Reviewing Organizational Emergency Preparedness

Hurricane Irene From Space

Hurricane Irene From Space

This article is part 1 of a two-part series on business emergency preparedness evaluation and enhancement. This article focuses on evaluation, the next installment will cover some key opportunities for enhancement.

A Multifaceted Approach
I recently had the opportunity to lead an in-depth review of the emergency preparedness approach of a large multi-site company. What was very informative for me about this review was that it covered some dimensions of policy and approach on a corporate level, as well as some variations of approach on divisional and regional levels, and also included a look at implementation at the site level.

Business Continuity
For some companies, business continuity planning is organized and managed along with emergency preparedness. There are many reasons for this, but it is a decidedly newer approach. For the organization in question, business continuity planning was a more recently developed and implemented concept and program (of course it is much more than a mere program, but for the sake of simplicity of discussion, that is how it will be handled for the moment) and was treated as a separate endeavor, by different leaders and different work groups for implementation. As such, business continuity plans were not covered in this evaluation.

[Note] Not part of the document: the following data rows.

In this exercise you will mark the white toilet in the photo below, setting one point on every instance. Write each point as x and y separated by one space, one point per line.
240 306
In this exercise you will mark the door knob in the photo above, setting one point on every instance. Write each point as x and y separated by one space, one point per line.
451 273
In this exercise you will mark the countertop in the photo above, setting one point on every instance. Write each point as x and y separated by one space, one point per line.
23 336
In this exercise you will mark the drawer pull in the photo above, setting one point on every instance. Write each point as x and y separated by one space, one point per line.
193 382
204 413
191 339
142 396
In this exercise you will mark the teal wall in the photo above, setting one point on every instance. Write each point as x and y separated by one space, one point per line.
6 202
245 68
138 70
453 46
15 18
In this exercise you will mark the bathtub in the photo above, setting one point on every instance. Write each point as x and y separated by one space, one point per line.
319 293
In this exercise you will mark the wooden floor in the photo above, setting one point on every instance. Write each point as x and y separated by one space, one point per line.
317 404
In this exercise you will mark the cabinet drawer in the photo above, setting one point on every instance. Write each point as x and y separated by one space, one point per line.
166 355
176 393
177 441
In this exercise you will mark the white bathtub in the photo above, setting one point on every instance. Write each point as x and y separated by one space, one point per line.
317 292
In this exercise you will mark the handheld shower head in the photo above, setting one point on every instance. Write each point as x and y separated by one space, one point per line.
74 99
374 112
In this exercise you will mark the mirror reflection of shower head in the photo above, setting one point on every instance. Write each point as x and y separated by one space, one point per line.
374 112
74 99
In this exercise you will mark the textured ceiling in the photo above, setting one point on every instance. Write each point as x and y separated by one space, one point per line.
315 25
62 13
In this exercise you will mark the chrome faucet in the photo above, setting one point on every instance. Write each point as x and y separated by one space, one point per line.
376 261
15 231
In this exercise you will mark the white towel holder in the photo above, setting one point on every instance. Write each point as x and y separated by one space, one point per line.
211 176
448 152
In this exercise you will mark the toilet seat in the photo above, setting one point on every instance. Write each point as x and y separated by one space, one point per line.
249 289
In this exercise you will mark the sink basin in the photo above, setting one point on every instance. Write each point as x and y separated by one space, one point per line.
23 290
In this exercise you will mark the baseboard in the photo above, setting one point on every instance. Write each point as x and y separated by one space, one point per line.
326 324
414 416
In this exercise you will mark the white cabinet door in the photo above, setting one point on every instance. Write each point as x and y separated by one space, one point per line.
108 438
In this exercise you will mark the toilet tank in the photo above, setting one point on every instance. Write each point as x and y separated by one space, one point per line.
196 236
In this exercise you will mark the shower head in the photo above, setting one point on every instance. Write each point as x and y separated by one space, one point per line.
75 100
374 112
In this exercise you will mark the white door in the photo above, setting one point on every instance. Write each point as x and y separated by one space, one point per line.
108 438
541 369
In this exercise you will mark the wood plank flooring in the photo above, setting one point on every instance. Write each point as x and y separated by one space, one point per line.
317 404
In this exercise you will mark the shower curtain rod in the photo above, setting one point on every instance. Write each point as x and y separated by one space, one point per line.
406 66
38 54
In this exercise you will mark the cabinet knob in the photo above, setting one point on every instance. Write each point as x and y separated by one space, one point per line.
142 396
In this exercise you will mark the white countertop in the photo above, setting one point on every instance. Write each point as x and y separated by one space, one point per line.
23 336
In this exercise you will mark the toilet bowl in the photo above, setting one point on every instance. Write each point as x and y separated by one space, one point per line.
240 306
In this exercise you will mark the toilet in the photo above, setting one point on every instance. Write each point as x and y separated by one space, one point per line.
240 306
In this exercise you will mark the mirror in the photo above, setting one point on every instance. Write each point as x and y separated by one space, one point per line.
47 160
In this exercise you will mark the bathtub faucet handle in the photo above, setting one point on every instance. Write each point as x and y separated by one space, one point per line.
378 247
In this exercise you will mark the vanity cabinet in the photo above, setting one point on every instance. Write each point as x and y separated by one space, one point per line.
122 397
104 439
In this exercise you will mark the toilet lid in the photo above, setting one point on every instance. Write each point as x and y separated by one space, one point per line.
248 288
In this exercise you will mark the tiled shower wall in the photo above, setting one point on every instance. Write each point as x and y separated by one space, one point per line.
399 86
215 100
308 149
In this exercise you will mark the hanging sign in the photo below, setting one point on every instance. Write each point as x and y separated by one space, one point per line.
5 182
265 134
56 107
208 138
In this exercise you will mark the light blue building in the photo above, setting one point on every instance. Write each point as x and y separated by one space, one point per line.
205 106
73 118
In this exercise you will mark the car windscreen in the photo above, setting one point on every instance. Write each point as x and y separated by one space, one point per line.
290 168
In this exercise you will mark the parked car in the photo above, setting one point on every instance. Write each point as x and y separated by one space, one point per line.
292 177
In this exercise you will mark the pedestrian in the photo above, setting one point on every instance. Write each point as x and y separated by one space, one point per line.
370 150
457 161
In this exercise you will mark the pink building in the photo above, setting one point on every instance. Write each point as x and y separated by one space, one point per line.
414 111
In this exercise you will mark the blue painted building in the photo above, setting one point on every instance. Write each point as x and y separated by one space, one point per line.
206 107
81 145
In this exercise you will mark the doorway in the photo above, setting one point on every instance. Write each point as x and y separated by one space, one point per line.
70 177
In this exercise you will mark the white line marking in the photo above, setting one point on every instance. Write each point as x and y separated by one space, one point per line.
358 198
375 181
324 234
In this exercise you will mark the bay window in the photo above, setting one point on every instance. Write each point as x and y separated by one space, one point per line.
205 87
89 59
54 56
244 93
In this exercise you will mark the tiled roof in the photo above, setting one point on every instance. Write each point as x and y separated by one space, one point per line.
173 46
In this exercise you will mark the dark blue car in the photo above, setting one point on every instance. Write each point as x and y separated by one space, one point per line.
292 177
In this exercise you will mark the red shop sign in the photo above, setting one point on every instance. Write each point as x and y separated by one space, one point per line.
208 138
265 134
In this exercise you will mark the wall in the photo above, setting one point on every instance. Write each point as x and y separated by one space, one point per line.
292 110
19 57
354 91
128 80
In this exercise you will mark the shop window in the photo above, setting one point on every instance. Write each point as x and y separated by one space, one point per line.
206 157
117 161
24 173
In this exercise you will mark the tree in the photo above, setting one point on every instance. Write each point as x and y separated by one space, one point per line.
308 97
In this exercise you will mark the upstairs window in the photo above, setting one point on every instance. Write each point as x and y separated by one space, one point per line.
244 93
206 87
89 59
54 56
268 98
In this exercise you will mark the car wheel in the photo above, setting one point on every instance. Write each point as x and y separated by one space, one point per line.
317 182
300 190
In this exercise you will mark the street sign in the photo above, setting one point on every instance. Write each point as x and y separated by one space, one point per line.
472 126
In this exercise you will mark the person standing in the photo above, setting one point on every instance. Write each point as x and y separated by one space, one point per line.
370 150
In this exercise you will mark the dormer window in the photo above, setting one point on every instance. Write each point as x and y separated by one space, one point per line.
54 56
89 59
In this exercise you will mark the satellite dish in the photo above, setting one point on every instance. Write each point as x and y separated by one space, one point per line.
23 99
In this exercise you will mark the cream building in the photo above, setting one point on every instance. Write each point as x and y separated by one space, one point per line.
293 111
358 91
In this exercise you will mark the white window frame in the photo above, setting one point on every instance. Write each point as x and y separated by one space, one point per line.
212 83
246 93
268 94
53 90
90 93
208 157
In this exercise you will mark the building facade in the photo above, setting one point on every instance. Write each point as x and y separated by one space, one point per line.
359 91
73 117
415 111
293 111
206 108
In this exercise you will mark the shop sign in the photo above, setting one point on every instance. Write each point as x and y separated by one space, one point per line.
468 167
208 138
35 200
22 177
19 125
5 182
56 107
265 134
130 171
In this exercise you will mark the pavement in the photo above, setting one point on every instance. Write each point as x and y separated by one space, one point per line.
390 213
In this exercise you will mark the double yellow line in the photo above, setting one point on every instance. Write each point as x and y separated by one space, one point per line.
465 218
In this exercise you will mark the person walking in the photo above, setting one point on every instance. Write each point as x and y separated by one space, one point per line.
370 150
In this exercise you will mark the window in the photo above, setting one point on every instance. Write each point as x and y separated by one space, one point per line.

Many Components of Emergency Preparedness
The emergency preparedness review included a wide variety of items. Here are some of the more prominent areas of examination:
– Emergency plans
– Matrices of types of disaster and distinctions of response
– Emergency action procedures
– Worker and management (routine and response) assignments and job descriptions
– Emergency service personnel roles and arrangements
– Notification systems and alternatives
– Emergency operations center procedures
– Communications methods and options
– Budgets and forecasts for preparedness
– Preparedness supplies
– Business intelligence and analytics for preparedness
– Monitoring, early warning, and telemetry
– Preparedness communications
– Preparedness resources
– Partnerships with neighbor businesses
– Partnerships with public safety entities
– Partnerships with government entities
– BERT (Business Emergency Response Team) implementation and planning
– Engineering and facility maintenance activity to survey, improve, and prepare facilities and equipment
– Personal preparedness promotion and resources
– Emergency preparedness training
– Knowledge and performance assessments
– Exercises, simulations, and drills
– Regular and disaster preparedness/response assignments
– Documentation of activities
– Metrics for emergency preparedness and readiness
– Material and procedure updates
– Resources and support for program evaluation and enhancement
– Employee involvement and strategy for engagement
– Top management commitment
– Inspection, evaluation, and auditing mechanisms both internal and external
– Tie-ins between disaster preparedness, emergency management, safety, health, environmental, security, loss prevention, and risk management functions.
– And even more!

The Nature of the Evaluation
This evaluation was done in partnership with internal risk, safety, security, and operations personnel. Document and material review, questionnaires, surveys, field observation, exercises, and numerous walk-throughs and one-on-one meetings with management and front-line personnel were all part of the evaluation. The goal was not a voluminous report, but actionable information delivered quickly and with the right amount of detail and depth.

Flood Waters

Flood Waters

A Complex but Vital Task
Yes, this is a very complex endeavor, and there are many different ways to approach the issue. In large part, the emergency management and preparedness function of an organization is a good indicator of how forward-thinking an organization is, as preparedness in essence requires future consideration beyond present-day issues. Small organizations often attempt to “get by” without any significant attention to emergency preparedness. Organizations that successfully grow from small, to medium, to large are not going to be able to make that transition and protect their growth without considering preparedness in depth.

Consider Your Organization’s Preparedness

Whether you are in a small organization or large, a high or low hazard industry, have been in business a short or long time, it makes sense to consider your company or organization’s emergency preparedness. Consider good preparedness both an opportunity to be proactive, and a worthwhile pursuit that will have peripheral business strengthening benefits as it it sought. If you know your program hasn’t been examined in a while, now is the time to change that!